It’s never too late in life to get a savings plan together and give yourself the gift of a future nest egg to rely on. The sooner you make that decision to save, the sooner you’ll discover just how easy it can be, and you’ll see the fruits of that labour quicker than you may think.
In just a few months of saving, the results will shock you. And if you develop a love for staying money-savvy, you may want to apply your gains to longer-term investment strategies to give you further stability down the line.
You don’t have to be a financial guru to invest with Wealthify. And you don’t need to go without your creature comforts to begin saving more money. All it takes is some planning and a little long-term thinking.
Here are some useful ways to begin your savings journey that’ll take you from novice saver to financial market investor.
Set a clear goal for your savings
Begin with a simple and easy to achieve savings goal. This can be a goal that lasts as little as a few months. The point is to get into the habit of setting financial targets with timescales. Pick a random item or a treat that you’d like to spend those savings on, then estimate the time it’ll take to obtain the amount it costs.
When you’ve reached your target, that feeling of accomplishment will drive you to go further. This is where you can look at setting some longer-term goals.
Make a list of your financial priorities
Your monthly bills and other outgoings aside, it’s time to use the feeling of accomplishment you have to put together a list of your priorities. And while your long-term savings goals should never cause your day-to-life any detriment, you can learn to adapt to a fair budget.
Is your car due for an MOT? That’s obviously important. Those 4 coffees you have every day and the food you buy during your lunch breaks? Not so much. Small things like taking food with you to work and reducing unnecessary spending will reduce your priorities list to the bare essentials.
Try out a standing order
Most banks offer this service, and it’s a wonderful way of keeping you within your budget and focused on saving money.
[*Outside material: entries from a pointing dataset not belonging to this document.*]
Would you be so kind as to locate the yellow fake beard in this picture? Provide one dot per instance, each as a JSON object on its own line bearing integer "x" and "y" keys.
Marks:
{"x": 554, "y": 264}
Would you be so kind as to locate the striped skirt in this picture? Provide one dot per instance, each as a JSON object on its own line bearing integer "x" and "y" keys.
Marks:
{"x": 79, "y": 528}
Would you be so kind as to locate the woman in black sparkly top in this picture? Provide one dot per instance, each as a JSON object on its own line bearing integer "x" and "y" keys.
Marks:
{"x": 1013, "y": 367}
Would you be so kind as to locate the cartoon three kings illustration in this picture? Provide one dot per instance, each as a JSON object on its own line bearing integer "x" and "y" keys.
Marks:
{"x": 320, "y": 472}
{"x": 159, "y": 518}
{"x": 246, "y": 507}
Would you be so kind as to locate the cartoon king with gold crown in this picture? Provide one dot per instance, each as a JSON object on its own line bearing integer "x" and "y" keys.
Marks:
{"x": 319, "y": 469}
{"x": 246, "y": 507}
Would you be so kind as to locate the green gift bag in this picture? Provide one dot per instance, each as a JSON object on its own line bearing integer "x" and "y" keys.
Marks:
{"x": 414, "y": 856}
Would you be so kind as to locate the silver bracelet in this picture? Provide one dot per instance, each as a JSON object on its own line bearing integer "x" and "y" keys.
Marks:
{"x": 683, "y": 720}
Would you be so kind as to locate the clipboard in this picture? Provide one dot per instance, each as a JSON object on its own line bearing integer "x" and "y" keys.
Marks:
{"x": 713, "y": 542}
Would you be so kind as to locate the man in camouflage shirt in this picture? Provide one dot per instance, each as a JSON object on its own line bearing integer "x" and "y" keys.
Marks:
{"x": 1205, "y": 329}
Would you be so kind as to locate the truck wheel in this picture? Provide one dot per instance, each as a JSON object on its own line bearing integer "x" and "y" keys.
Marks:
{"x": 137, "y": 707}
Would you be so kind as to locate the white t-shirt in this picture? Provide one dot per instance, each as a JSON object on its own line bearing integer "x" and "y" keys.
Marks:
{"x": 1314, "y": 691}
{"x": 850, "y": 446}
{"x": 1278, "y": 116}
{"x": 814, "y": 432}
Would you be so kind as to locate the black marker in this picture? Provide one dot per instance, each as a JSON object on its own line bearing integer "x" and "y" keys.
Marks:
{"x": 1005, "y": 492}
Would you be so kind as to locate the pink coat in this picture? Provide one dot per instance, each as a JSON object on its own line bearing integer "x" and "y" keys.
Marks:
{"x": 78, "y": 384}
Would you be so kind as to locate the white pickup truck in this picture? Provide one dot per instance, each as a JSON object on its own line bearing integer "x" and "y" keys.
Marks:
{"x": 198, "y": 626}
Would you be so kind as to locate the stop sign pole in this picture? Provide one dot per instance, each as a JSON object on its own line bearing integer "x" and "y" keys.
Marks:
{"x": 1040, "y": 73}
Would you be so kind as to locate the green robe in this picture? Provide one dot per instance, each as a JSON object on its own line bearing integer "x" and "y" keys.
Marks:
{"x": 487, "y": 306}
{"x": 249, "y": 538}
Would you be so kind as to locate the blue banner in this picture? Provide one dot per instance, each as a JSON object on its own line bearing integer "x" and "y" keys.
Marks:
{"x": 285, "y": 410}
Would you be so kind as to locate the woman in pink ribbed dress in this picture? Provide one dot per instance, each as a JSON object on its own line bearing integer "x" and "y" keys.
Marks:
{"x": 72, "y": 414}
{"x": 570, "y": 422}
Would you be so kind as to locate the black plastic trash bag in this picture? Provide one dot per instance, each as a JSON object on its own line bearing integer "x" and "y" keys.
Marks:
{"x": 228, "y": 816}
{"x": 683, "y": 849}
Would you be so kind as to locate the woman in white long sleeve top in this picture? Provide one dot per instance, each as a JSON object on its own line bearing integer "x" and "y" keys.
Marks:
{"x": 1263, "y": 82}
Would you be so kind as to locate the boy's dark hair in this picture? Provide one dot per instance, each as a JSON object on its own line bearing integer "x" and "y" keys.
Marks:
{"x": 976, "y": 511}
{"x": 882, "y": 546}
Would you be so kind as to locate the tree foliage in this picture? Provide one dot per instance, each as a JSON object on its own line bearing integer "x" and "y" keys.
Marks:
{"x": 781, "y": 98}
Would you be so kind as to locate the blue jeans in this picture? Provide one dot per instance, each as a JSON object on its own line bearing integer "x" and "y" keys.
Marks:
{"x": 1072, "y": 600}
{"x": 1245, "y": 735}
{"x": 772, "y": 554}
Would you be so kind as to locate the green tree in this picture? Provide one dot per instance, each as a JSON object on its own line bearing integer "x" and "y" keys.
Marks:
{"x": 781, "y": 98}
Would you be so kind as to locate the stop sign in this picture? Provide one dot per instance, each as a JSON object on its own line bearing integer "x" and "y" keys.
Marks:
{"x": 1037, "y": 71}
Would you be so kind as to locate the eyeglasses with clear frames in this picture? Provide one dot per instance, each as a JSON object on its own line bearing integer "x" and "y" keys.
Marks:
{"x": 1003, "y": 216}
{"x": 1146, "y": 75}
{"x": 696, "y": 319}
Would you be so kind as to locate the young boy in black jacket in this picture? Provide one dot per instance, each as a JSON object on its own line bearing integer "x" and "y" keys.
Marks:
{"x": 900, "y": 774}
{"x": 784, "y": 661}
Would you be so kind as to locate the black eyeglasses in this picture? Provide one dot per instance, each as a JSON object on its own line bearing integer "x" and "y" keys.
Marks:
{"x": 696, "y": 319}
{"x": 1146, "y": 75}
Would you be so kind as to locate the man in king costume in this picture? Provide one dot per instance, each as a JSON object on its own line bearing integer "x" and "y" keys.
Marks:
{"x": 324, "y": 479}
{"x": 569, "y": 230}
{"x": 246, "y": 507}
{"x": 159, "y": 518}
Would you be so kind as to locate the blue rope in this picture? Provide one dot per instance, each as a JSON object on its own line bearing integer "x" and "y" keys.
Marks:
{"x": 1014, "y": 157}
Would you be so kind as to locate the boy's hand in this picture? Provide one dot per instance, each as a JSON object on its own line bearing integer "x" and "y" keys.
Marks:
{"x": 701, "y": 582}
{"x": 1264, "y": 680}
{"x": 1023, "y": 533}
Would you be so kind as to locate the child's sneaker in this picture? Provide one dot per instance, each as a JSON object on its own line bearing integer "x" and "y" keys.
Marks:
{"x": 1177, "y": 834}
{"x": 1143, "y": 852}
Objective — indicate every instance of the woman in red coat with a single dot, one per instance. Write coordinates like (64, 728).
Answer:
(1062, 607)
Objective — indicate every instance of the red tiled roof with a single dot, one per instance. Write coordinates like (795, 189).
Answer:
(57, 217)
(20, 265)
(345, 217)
Setting up an automated transfer of a specific monthly amount into a savings account on payday will eliminate temptations to spend. Try and wait several months before you check the contents of your standing order, and you’ll be amazed at how much you’ve saved.
Invest in your future with those savings
Within a year or so, you should have a respectable amount of savings based on these few simple methods. At that point, you may want to invest that amount and truly put your long-term financial planning into action.
Tax-efficient investment accounts like Stocks and Shares ISAs offer you the ability to put up to £20,000 into your account each tax year without incurring any deductions. Working with a reputable finance company to put a long-term plan together will put your final money goals into action, and provide you with stability later on in life.